Un accord a été trouvé pour la reprise de l’entreprise Luxfer, dans le Puy-de-Dôme. La production devrait reprendre d’ici à 2024.

La relocalisation industrielle fait partie des premières priorités de la Région Auvergne-Rhône-Alpes, dont les élus ont adopté un grand plan de relocalisation doté d’1,2 milliard d’euros, en décembre dernier. Cela passe notamment par un combat pour maintenir l’activité d’entreprises stratégiques menacées de disparition. C’était le cas de l’entreprise Luxfer, dans le Puy-de-Dôme, qui a stoppé sa production de bouteilles d’oxygène médical depuis 2019. C’était la dernière usine française à le faire.

Laurent Wauquiez, président de la Région, et Stéphanie Pernod, première vice-présidente déléguée à l’économie, à la relocalisation et à la préférence régionale, se sont félicités de l’accord trouvé, en ce début de mois de janvier, pour concrétiser la reprise de l’activité de Luxfer par Les Forges de Gerzat et le groupe Europlasma.

Un premier pas pour reconquérir notre souveraineté industrielle

Stéphanie Pernod a déclaré : « Sauver Luxfer est une première victoire en ce début de mandat dans notre reconquête de la souveraineté industrielle.
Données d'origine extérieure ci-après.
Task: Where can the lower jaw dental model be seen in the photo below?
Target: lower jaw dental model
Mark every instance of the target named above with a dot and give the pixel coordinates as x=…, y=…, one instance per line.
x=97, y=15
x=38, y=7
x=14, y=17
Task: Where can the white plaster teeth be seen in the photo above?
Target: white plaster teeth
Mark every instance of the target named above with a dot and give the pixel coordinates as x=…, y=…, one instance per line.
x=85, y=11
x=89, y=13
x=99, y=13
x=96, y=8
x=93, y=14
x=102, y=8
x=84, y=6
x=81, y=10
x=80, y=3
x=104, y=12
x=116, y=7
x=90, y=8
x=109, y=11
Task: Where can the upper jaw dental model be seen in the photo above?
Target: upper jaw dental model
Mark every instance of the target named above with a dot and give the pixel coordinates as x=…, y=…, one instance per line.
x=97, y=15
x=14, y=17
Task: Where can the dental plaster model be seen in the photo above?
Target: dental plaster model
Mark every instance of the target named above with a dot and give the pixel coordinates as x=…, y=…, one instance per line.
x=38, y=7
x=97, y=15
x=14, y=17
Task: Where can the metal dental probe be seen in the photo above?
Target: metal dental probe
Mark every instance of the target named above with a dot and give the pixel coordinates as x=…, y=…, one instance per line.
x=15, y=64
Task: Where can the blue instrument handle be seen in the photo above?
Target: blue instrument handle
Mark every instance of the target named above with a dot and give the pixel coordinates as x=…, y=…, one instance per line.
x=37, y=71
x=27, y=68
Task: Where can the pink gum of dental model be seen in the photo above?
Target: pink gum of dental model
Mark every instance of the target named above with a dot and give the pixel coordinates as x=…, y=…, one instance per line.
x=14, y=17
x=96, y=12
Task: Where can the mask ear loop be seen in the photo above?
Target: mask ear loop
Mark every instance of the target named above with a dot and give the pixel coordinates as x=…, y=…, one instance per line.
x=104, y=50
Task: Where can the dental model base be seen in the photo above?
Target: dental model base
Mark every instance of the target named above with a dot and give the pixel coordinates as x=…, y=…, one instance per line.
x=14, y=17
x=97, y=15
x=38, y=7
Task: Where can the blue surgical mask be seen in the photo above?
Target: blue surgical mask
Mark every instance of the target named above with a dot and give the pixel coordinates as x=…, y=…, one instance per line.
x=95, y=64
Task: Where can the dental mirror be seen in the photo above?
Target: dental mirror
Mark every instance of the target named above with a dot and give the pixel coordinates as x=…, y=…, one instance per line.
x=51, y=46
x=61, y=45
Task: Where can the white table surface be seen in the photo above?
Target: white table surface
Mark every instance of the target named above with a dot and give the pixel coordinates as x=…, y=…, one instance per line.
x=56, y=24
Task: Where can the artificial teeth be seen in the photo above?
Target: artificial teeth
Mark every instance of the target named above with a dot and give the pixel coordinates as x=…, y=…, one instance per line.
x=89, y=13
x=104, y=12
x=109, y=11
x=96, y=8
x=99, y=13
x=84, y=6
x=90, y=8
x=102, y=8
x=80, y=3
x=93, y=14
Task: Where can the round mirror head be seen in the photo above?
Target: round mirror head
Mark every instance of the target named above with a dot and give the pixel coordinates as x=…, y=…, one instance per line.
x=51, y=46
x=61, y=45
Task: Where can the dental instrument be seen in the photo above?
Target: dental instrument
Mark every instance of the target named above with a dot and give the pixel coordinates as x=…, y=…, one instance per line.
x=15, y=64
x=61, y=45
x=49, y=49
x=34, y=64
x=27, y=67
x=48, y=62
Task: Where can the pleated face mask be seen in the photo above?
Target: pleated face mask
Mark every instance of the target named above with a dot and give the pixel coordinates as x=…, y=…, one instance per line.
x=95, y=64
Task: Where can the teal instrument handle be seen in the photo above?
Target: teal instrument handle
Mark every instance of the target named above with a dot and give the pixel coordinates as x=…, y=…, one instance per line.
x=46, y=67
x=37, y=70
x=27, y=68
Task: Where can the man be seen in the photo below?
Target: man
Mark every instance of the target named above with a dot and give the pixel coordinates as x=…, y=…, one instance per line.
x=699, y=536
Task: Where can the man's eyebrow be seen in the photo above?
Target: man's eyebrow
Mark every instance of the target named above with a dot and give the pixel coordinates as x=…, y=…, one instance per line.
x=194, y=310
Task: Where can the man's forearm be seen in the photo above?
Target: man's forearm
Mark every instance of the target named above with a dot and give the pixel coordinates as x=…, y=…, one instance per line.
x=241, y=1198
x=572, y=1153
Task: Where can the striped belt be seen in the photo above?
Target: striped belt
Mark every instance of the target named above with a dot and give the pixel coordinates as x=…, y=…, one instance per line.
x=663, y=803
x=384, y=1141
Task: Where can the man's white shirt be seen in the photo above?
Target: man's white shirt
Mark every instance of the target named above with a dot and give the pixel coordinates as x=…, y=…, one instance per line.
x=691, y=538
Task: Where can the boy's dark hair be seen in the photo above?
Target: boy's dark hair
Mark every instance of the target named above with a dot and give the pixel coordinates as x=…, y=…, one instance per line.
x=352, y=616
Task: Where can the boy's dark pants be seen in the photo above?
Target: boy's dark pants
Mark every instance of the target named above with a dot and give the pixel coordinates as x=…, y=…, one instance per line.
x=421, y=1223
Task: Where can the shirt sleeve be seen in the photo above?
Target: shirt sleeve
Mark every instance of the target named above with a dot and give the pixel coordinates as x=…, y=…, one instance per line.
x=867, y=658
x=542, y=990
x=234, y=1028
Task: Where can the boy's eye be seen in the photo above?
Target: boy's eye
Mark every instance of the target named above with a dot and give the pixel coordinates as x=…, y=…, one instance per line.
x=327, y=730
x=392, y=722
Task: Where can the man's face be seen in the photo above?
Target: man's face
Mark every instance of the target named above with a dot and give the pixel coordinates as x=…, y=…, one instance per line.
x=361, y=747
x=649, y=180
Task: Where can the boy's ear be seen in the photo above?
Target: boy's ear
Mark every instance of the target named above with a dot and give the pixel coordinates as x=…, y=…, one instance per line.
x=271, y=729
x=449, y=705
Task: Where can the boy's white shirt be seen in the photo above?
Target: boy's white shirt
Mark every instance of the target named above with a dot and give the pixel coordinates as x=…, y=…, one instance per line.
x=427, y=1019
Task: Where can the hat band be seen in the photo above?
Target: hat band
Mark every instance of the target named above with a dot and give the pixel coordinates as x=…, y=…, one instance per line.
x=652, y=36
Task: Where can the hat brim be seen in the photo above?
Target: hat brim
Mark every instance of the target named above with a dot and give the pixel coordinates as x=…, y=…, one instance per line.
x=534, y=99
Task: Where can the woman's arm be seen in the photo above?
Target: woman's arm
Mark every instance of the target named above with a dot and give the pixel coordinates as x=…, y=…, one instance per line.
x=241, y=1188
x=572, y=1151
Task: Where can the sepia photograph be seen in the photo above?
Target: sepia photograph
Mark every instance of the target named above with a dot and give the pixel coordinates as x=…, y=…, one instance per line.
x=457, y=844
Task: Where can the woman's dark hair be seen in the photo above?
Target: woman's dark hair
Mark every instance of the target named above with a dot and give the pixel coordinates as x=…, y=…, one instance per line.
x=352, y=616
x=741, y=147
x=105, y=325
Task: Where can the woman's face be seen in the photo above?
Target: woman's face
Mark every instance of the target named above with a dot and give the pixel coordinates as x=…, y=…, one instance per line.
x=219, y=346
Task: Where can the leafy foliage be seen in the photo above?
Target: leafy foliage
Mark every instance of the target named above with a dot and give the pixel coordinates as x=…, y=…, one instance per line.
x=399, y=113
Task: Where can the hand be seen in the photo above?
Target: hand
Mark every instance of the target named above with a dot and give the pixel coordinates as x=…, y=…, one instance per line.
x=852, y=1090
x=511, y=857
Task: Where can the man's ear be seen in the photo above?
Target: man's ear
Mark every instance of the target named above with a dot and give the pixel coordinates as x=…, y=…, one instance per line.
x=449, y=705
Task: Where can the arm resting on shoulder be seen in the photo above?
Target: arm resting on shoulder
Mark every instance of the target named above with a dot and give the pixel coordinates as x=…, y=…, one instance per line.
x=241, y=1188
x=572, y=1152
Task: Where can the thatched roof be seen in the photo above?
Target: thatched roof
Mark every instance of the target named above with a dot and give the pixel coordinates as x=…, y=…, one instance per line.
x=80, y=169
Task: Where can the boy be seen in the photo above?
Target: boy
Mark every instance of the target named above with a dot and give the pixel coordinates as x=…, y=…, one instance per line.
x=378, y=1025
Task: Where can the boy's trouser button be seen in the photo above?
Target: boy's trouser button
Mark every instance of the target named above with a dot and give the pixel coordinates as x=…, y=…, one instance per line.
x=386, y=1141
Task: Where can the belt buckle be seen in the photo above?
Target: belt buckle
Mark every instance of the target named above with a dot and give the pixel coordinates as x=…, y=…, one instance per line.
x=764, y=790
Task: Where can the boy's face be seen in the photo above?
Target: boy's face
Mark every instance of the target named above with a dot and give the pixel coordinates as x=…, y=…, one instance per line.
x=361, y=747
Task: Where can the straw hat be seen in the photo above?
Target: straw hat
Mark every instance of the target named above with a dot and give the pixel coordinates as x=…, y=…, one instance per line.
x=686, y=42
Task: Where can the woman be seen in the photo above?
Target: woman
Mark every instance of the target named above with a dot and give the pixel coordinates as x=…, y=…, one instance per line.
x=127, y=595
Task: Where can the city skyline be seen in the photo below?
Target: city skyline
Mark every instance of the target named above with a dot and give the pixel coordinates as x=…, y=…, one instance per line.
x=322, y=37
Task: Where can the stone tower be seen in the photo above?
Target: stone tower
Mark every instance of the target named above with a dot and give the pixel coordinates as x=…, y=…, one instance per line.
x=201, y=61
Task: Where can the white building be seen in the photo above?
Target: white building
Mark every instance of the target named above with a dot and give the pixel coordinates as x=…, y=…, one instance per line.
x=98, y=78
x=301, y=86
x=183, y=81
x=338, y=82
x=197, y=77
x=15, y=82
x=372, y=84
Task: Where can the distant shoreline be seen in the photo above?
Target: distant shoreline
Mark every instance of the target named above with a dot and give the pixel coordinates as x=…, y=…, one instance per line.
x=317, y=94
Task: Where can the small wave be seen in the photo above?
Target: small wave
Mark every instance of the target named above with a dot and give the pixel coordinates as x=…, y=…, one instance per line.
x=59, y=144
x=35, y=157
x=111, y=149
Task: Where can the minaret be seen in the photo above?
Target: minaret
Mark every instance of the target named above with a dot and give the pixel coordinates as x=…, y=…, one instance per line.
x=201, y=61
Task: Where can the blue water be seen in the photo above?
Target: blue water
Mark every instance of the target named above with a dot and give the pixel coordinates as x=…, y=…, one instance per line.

Cette bataille a été rude, mais elle démontre qu’il n’y a pas de fatalité à l’abandon des fleurons de notre industrie quand l’engagement des différents acteurs est total. Notre priorité de tous les jours doit être cette bataille pour l’économie et pour nos emplois. »

En juillet 2021, l’exécutif avait présenté un vœu adopté à l’unanimité du Conseil régional afin de maintenir cette activité stratégique pour la souveraineté industrielle de notre région et préserver l’emploi localement. Enfin, lors de la réunion de sa commission permanente de décembre, la Région a concrétisé son engagement pour accompagner ce projet de création de la nouvelle usine à Cébazat à hauteur de 3 millions d’euros d’aides directes pour soutenir l’investissement productif, la formation des ex-salariés de Luxfer et des jeunes recrutés sur le bassin clermontois.